Two shapes of "policy over the wire" — pick per rule

  • Config value — for simple thresholds. Server sends the value; the FE applies it for instant feedback; the backend re-validates on submit as the authority. Example here: the scholing threshold.
  • Decision flag — for anything non-trivial/sensitive. Server computes the boolean (optionally with a reason); the FE just renders it. Example here: herregistratie eligibility.

The frontend keeps only format validation (postcode shape, integer parsing) for instant feedback — never as the authority.

Worked example in this POC

This POC has no real backend (static mock JSON + fake submit timers), so the "BFF output" is a static file; the decisions block stands in for what the backend would compute. Two slices were implemented to demonstrate both policy shapes:

A. Dashboard profile → one aggregated, decision-enriched call (decision-flag).

  • Contract: src/app/registratie/contracts/dashboard-view.dto.ts (DashboardViewDto = registration + person + decisions).
  • Endpoint: public/mock/dashboard-view.json (one call replaces three).
  • Boundary parse: parseDashboardView() in src/app/registratie/infrastructure/dashboard-view.adapter.ts validates the untrusted shape and maps DTO → domain (hand-written; no schema lib for one contract).
  • BigProfileStore now derives profile and decisions from the single validated view (was a 3-resource map2). One request → one consistent snapshot.
  • herregistratie.page.ts reads decisions.eligibleForHerregistratie instead of calling isHerregistratieEligible(). That rule is now marked server-owned in registration.policy.ts (kept as reference impl + unit test; FE no longer calls it).
  • The unused upstream adapters/mocks (brp.adapter.ts, registration.json, brp.json) were deleted — those calls live behind the BFF now.

B. Intake scholing threshold → config value.

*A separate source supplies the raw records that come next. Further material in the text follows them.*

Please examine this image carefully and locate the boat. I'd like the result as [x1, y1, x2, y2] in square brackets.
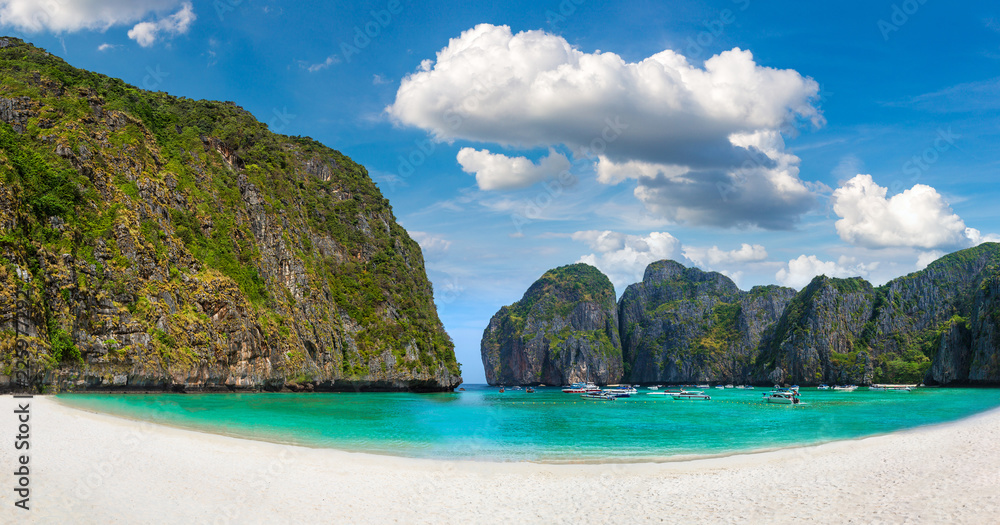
[670, 390, 712, 401]
[580, 392, 618, 401]
[764, 388, 799, 405]
[868, 384, 913, 392]
[563, 383, 601, 394]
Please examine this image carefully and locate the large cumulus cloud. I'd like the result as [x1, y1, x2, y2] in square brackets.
[833, 175, 998, 249]
[386, 24, 823, 228]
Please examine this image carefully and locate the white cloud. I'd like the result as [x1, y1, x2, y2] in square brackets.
[305, 55, 342, 72]
[457, 148, 571, 190]
[917, 250, 944, 270]
[128, 2, 197, 47]
[774, 255, 878, 289]
[386, 24, 823, 228]
[684, 243, 767, 267]
[833, 175, 988, 249]
[407, 231, 451, 258]
[0, 0, 182, 33]
[965, 228, 1000, 246]
[572, 230, 686, 293]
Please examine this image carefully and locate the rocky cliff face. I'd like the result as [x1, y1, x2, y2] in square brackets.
[619, 261, 795, 383]
[481, 264, 622, 385]
[0, 39, 461, 390]
[758, 276, 874, 384]
[484, 243, 1000, 385]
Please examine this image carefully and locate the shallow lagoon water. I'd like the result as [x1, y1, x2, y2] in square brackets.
[57, 385, 1000, 462]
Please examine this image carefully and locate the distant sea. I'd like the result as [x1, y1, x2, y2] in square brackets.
[56, 385, 1000, 462]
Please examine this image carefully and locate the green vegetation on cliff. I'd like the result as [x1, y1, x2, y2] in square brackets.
[0, 39, 460, 386]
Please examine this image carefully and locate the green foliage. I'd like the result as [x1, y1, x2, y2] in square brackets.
[0, 39, 458, 375]
[49, 328, 83, 363]
[0, 122, 81, 222]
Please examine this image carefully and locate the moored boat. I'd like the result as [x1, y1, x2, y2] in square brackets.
[764, 388, 799, 405]
[670, 390, 712, 401]
[868, 384, 913, 392]
[580, 392, 618, 401]
[563, 383, 601, 394]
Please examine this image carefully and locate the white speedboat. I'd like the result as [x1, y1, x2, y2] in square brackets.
[563, 383, 601, 394]
[670, 390, 712, 401]
[764, 390, 799, 405]
[580, 392, 618, 401]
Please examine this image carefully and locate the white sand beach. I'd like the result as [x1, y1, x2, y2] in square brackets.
[0, 396, 1000, 524]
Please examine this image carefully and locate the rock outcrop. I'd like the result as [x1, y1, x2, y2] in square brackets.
[619, 261, 795, 383]
[481, 264, 622, 385]
[0, 38, 461, 390]
[483, 243, 1000, 385]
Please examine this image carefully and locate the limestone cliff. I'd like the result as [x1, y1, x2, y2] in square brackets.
[483, 243, 1000, 385]
[0, 38, 461, 390]
[481, 264, 622, 385]
[619, 261, 795, 383]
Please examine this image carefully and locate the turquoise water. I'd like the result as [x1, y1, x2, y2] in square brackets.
[57, 385, 1000, 462]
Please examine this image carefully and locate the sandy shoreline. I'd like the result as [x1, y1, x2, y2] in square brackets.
[0, 396, 1000, 523]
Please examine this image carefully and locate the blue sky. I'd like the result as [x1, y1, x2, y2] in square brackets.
[0, 0, 1000, 383]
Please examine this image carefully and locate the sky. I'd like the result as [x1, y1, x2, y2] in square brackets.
[0, 0, 1000, 383]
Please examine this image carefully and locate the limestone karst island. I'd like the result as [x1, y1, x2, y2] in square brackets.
[0, 0, 1000, 525]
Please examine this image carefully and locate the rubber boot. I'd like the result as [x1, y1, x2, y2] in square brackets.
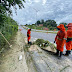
[28, 41, 29, 44]
[65, 51, 69, 56]
[55, 49, 59, 56]
[68, 50, 71, 54]
[59, 51, 63, 57]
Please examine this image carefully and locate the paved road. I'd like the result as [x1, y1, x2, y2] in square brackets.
[19, 26, 56, 42]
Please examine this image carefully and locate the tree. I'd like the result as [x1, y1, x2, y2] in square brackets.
[60, 22, 67, 28]
[0, 0, 25, 14]
[41, 19, 44, 24]
[36, 20, 41, 25]
[45, 20, 57, 27]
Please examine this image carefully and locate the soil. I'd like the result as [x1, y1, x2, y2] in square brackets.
[0, 31, 28, 72]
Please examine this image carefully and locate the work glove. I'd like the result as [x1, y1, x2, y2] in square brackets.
[54, 41, 55, 43]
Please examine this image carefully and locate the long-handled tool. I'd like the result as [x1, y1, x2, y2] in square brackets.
[0, 32, 12, 48]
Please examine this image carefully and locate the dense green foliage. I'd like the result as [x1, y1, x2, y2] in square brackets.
[0, 15, 18, 49]
[25, 19, 57, 30]
[0, 0, 25, 50]
[25, 19, 67, 30]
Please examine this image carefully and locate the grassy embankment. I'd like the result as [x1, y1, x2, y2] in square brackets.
[0, 15, 18, 52]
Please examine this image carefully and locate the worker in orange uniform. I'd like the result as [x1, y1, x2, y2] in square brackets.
[54, 24, 67, 57]
[27, 29, 31, 44]
[65, 23, 72, 56]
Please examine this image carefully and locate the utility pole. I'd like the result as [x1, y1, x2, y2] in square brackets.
[33, 8, 39, 29]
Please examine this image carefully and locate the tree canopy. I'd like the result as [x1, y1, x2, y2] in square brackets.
[0, 0, 25, 14]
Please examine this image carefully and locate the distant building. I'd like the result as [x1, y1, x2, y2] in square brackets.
[43, 27, 49, 31]
[39, 24, 43, 26]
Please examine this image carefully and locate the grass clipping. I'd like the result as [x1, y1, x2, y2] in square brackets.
[34, 39, 56, 52]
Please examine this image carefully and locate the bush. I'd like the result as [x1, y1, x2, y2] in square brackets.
[35, 39, 49, 47]
[0, 16, 18, 50]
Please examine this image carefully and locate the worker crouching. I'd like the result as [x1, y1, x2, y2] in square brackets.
[54, 24, 67, 57]
[27, 29, 31, 44]
[65, 23, 72, 56]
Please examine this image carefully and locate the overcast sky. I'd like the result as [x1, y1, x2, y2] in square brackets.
[12, 0, 72, 25]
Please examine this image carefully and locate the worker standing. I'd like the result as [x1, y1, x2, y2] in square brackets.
[54, 24, 67, 57]
[27, 29, 31, 44]
[65, 23, 72, 56]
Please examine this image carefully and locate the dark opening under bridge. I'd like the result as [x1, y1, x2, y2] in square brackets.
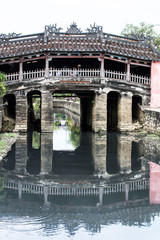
[0, 23, 160, 132]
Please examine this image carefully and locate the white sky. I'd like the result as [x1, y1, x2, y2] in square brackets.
[0, 0, 160, 34]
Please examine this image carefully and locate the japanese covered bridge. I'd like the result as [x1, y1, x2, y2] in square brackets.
[0, 23, 160, 132]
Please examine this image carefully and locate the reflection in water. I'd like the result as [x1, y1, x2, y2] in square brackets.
[0, 111, 160, 240]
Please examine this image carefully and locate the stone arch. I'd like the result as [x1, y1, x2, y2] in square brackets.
[132, 95, 142, 123]
[27, 90, 41, 131]
[3, 94, 16, 119]
[2, 94, 16, 132]
[107, 91, 121, 131]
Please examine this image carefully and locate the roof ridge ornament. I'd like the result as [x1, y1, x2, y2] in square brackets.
[44, 23, 63, 41]
[66, 22, 82, 34]
[86, 23, 104, 37]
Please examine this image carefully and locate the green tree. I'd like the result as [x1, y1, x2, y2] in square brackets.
[0, 72, 7, 97]
[121, 22, 160, 50]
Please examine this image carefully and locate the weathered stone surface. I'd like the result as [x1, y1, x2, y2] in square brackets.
[143, 108, 160, 135]
[92, 93, 107, 132]
[118, 93, 132, 131]
[117, 135, 133, 173]
[41, 133, 53, 174]
[15, 95, 27, 132]
[92, 134, 107, 173]
[41, 91, 53, 132]
[14, 134, 27, 174]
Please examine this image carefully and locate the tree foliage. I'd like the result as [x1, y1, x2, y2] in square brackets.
[121, 22, 160, 50]
[0, 72, 7, 97]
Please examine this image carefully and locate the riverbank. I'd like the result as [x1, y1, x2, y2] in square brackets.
[0, 133, 19, 162]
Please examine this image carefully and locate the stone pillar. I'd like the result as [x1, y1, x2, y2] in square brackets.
[92, 93, 107, 132]
[41, 133, 53, 174]
[92, 134, 107, 173]
[41, 90, 53, 132]
[80, 97, 93, 129]
[117, 135, 132, 173]
[19, 58, 23, 81]
[45, 54, 49, 78]
[14, 134, 27, 174]
[15, 91, 28, 132]
[118, 92, 132, 131]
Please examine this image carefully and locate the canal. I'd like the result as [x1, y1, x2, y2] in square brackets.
[0, 112, 160, 240]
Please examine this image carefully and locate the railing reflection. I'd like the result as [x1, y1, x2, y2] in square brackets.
[149, 162, 160, 204]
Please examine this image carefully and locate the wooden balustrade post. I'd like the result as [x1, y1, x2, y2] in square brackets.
[45, 53, 49, 78]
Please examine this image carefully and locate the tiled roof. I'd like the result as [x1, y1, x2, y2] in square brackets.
[0, 24, 160, 61]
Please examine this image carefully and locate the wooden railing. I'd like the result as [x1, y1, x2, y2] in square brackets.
[23, 69, 45, 80]
[49, 68, 100, 77]
[7, 68, 150, 86]
[4, 179, 149, 196]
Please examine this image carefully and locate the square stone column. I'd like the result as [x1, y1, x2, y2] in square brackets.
[41, 133, 53, 174]
[118, 92, 132, 131]
[15, 93, 28, 132]
[92, 134, 107, 173]
[92, 93, 107, 132]
[41, 90, 53, 132]
[117, 135, 132, 173]
[14, 133, 27, 174]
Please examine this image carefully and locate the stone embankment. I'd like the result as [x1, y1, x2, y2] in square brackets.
[0, 133, 18, 162]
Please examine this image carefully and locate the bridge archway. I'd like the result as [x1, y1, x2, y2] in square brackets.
[3, 94, 16, 119]
[132, 95, 142, 123]
[27, 90, 41, 131]
[53, 90, 94, 130]
[107, 91, 121, 131]
[3, 94, 16, 131]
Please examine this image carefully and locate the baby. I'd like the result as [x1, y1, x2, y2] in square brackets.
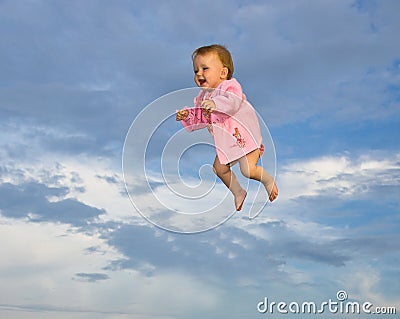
[176, 44, 278, 211]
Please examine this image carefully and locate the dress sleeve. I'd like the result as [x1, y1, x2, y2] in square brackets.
[211, 81, 245, 116]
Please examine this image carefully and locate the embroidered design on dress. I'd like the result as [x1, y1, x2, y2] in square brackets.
[232, 127, 246, 148]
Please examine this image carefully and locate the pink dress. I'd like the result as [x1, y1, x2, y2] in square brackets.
[181, 79, 262, 164]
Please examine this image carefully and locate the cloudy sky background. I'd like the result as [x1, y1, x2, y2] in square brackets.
[0, 0, 400, 319]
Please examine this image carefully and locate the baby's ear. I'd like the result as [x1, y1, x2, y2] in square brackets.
[221, 66, 229, 79]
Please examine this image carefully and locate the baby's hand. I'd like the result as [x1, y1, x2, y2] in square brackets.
[176, 109, 189, 121]
[201, 100, 217, 113]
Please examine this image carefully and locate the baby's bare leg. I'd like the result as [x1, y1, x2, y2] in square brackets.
[214, 156, 247, 210]
[239, 149, 278, 202]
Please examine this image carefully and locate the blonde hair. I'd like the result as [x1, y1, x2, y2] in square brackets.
[192, 44, 234, 80]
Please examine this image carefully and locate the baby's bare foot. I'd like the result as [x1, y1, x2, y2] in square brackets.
[268, 182, 278, 202]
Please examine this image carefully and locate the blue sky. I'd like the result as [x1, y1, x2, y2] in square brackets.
[0, 0, 400, 319]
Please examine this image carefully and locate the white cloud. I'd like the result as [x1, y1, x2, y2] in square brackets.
[279, 154, 400, 200]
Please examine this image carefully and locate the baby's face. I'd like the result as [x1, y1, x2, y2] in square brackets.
[193, 53, 228, 89]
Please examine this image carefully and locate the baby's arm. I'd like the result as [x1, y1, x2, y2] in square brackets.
[176, 107, 208, 132]
[212, 81, 244, 116]
[176, 109, 189, 121]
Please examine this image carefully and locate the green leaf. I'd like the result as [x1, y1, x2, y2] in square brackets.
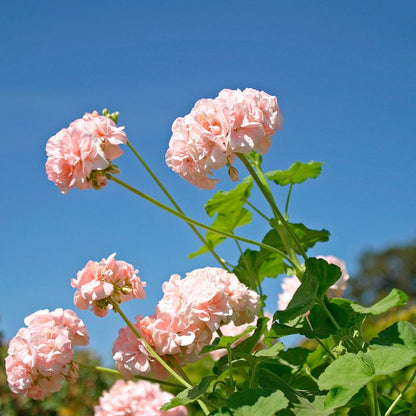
[201, 325, 256, 354]
[370, 321, 416, 352]
[289, 223, 330, 251]
[273, 272, 318, 324]
[205, 176, 253, 217]
[254, 342, 285, 358]
[266, 160, 323, 186]
[161, 374, 217, 410]
[302, 257, 341, 298]
[188, 208, 251, 259]
[318, 346, 416, 391]
[263, 221, 330, 252]
[351, 289, 409, 315]
[209, 407, 233, 416]
[233, 249, 284, 289]
[227, 389, 289, 416]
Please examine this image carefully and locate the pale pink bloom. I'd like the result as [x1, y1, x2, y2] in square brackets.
[69, 111, 128, 160]
[5, 309, 88, 400]
[166, 88, 282, 189]
[277, 256, 350, 310]
[45, 112, 127, 194]
[216, 88, 282, 154]
[71, 253, 146, 317]
[24, 308, 89, 345]
[317, 256, 350, 298]
[223, 273, 260, 325]
[113, 315, 168, 378]
[166, 115, 225, 189]
[152, 267, 259, 362]
[94, 380, 188, 416]
[46, 128, 110, 194]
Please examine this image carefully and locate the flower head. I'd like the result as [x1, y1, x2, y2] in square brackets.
[71, 253, 146, 316]
[166, 88, 283, 189]
[94, 380, 188, 416]
[5, 309, 88, 400]
[46, 111, 127, 194]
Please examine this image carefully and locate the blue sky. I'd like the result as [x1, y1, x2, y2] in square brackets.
[0, 0, 416, 358]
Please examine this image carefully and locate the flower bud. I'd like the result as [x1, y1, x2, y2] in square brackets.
[228, 166, 239, 182]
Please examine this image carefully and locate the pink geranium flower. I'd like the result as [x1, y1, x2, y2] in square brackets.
[277, 256, 350, 310]
[5, 309, 88, 400]
[71, 253, 146, 317]
[94, 380, 188, 416]
[166, 88, 283, 189]
[46, 112, 127, 194]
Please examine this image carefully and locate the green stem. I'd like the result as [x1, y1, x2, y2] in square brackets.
[318, 299, 341, 331]
[108, 174, 296, 267]
[227, 344, 235, 391]
[237, 153, 308, 261]
[367, 381, 381, 416]
[246, 200, 270, 222]
[384, 368, 416, 416]
[285, 183, 293, 219]
[75, 361, 182, 389]
[127, 142, 230, 272]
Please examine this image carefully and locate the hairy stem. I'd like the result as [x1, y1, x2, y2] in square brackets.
[127, 142, 230, 272]
[108, 174, 296, 267]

  • Contract: src/app/herregistratie/contracts/intake-policy.dto.ts.
  • Endpoint: public/mock/intake-policy.json ({ "scholingThreshold": 1000 }).
  • intake.machine.ts: the hardcoded LAGE_UREN_DREMPEL constant is gone; lageUren(a, scholingThreshold) and validation take the value, which lives in machine state and is set via a SetPolicy message. A SCHOLING_THRESHOLD_DEFAULT remains only as the offline fallback.
  • intake-wizard.component.ts fetches the policy and dispatches SetPolicy.

Migration sequence (for the real app)

  1. Define the contract in OpenAPI/TypeSpec; generate types for FE and BE.
  2. Stand up screen-shaped endpoints on the existing backend that aggregate the upstreams and compute decisions.
  3. Point each screen at its single endpoint; delete client-side aggregation.
  4. Move each hardwired rule server-side; expose as decision flag or config value.
  5. Reduce the FE to format-validation + rendering.

Out of scope here (next steps, not built in the worked example)

  • Runtime DTO validation on every endpoint (only the dashboard view has it).
  • Optimistic-update race fix in BigProfileStore (beginHerregistratie/rollbackHerregistratie can leave pending wrong under concurrent submits).
  • Session persistence / multi-tab sync (SessionStore is in-memory).
  • Real OpenAPI/TypeSpec codegen toolchain.

ponytail: build the pattern once on one slice; copy it across screens when the real backend lands, rather than scaffolding all of it up front.